A survey during 2013 investigated mean expenditure on bread and on alcohol - AQA - A-Level Maths Pure - Question 14 - 2019 - Paper 3

To carry out the hypothesis test, we start by stating the null and alternative hypotheses:

• Null Hypothesis, $H_0: \mu = 123$ (the mean expenditure per adult on bread has not changed)
• Alternative Hypothesis, $H_1: \mu \neq 123$ (the mean expenditure per adult on bread has changed)

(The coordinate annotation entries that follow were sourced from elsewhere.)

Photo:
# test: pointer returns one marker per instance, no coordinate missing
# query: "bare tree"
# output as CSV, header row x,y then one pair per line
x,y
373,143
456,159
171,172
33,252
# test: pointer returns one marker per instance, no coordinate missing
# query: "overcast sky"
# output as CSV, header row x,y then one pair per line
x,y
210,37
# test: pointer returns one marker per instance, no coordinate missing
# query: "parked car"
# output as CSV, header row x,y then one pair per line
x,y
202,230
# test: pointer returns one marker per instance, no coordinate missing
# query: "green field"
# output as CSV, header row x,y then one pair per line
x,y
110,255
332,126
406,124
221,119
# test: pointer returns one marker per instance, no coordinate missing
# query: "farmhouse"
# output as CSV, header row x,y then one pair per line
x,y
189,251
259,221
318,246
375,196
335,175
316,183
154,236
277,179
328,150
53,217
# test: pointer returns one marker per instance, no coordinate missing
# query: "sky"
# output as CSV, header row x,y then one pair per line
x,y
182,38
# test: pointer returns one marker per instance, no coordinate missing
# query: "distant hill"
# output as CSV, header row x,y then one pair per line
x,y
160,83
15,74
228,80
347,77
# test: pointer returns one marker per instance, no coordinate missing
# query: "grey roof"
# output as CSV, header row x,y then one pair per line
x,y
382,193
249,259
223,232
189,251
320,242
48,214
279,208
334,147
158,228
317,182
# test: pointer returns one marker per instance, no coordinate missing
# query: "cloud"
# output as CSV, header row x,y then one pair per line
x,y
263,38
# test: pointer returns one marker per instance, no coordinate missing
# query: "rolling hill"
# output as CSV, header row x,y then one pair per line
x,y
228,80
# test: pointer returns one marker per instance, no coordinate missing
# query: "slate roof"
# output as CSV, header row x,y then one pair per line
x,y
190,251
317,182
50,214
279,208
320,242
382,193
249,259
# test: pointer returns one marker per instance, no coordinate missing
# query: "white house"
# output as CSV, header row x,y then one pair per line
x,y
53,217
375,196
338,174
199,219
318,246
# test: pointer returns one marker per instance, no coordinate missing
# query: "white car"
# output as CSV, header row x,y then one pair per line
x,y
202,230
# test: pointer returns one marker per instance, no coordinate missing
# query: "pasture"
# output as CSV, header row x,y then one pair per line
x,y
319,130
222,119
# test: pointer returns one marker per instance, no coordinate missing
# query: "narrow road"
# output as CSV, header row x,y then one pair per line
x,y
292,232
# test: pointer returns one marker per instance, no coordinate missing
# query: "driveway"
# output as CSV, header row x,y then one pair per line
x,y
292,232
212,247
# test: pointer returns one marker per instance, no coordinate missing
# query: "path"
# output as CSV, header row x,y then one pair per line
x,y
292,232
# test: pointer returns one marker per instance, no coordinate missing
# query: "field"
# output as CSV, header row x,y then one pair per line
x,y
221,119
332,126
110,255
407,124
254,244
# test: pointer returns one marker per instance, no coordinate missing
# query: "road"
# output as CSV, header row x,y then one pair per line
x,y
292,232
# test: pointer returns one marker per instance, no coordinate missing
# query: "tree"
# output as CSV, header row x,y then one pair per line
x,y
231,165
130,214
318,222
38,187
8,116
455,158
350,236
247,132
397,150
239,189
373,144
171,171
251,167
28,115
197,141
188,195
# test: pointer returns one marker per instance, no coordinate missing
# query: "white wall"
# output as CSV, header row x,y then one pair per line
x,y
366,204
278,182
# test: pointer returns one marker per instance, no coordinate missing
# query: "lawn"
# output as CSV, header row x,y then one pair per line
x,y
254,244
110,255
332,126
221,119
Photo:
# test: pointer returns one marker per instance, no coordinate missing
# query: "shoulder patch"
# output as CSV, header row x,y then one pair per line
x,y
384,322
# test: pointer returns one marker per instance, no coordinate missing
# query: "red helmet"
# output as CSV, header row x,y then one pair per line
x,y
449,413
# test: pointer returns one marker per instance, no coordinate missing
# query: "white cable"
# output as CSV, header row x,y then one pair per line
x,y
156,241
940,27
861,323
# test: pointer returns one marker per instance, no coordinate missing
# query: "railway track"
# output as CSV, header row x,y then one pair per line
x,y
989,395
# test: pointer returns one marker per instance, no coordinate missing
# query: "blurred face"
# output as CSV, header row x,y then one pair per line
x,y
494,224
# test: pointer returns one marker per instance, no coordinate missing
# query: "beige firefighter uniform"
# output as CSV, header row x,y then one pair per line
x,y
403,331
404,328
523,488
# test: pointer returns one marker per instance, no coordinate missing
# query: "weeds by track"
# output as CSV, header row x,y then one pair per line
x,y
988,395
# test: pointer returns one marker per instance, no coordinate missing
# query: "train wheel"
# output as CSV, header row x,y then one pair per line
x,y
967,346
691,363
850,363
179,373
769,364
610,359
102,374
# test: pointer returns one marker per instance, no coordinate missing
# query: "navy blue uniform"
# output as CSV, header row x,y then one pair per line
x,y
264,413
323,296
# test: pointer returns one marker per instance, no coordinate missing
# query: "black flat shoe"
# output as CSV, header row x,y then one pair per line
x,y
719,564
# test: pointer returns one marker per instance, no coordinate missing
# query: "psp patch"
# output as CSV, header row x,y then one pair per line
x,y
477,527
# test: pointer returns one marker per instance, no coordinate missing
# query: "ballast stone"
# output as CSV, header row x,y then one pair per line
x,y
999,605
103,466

Next, we calculate the test statistic using the formula:

$t = \frac{\bar{x} - \mu_0}{s / \sqrt{n}}$

Where:

• $\bar{x} = 127$ (sample mean)
• $\mu_0 = 123$ (hypothesized population mean)
• $s = 70$ (standard deviation)
• $n = 12144$ (sample size)

Substituting the values into the formula gives:

$t = \frac{127 - 123}{70 / \sqrt{12144}} = \frac{4}{70 / 110.25} = \frac{4 \times 110.25}{70} \approx 6.30$

Now, we find the critical values for a two-tailed test at the 5% significance level. Looking up values from the t-distribution table or using a calculator, we find that the critical values are approximately ±1.96.

Since the calculated test statistic (6.30) is greater than 1.96, we reject the null hypothesis. This indicates that there is evidence to suggest that the mean expenditure per adult per week on bread changed from 2012 to 2013.